En el caso de Carpentier, la labor del ensayista acompaña el trabajo del novelista. Ofrece testimonio de las preocupaciones que lo asedian y, en ocasiones, la mirada retrospectiva deriva conclusiones de la tarea realizada. Pero las soluciones emergen del proceso de creación artística.

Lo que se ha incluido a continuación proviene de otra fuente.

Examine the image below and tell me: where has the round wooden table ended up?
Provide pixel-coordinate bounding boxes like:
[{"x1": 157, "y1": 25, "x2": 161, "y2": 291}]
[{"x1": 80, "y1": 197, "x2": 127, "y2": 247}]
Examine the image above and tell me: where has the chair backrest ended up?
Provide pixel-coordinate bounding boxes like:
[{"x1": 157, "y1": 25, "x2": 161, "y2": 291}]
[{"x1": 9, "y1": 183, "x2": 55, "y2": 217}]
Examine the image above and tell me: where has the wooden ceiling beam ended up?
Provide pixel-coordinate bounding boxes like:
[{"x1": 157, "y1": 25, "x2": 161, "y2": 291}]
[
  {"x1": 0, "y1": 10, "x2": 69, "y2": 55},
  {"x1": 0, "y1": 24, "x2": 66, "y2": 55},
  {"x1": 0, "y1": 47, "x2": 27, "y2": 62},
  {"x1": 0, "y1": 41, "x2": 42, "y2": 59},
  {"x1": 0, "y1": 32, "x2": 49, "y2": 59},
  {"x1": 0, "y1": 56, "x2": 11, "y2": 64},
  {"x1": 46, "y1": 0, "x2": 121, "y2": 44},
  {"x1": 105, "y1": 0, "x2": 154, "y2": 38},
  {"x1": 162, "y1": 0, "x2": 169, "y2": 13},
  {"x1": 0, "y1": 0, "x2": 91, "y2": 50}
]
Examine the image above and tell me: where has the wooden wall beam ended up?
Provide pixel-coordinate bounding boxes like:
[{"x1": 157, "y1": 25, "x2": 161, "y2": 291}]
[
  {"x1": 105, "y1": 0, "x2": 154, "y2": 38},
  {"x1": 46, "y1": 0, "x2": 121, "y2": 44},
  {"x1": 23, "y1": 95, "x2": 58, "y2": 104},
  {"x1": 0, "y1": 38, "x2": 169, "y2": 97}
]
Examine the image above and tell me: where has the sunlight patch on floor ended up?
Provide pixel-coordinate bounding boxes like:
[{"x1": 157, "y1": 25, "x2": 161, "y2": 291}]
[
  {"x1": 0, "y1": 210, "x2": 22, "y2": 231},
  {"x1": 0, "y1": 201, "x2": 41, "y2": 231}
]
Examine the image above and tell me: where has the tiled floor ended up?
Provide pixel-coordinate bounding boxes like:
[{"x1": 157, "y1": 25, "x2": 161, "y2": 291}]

Los relatos escritos entre los cuarenta y los cincuenta del pasado siglo iluminan el clima espiritual que animó la angustiosa escritura de Los pasos perdidos. De raigambre popular, el arte, oficio de tinieblas, tiene función liberadora, franquea los límites de la muerte para el ser humano, consciente de la naturaleza efímera de su existencia. En el marco reducido de la biografía individual, el Viaje a la semilla propone la reversibilidad del tiempo. Los episodios de Semejante a la noche aparentan mostrar, ante el llamado de la ambición y la guerra, la regularidad de un mismo devenir de épocas diferentes. Vistos con cuidado, son similares, nunca idénticos. A pesar del condicionamiento impuesto por las circunstancias, la decisión de marchar a la aventura responde a ilusorios espejismos sembrados en el comportamiento humano. Reducida su existencia al lapso de ejecución de la Eroica de Beethoven, el protagonista de El acoso intenta en vano escapar al destino prefijado por sus perseguidores. Al cabo, será ajusticiado. El lector atento lo sabe desde el primer momento. La muerte anunciada no es la consecuencia de una perspectiva filosófica trascendentalista. Es el resultado de una decisión personal violatoria de principios éticos fundamentales, tanto en lo político, por delatar a sus compañeros, como en el abandono oportunista de su vocación de arquitecto, por su incapacidad de discernir entre los caminos que se bifurcan, entre la moneda falsa y la auténtica que le hubiera ofrecido la posibilidad de salvación.
Había llegado el momento de afrontar los grandes dilemas de la historia. Estaba a punto de tropezar con Víctor Hughes.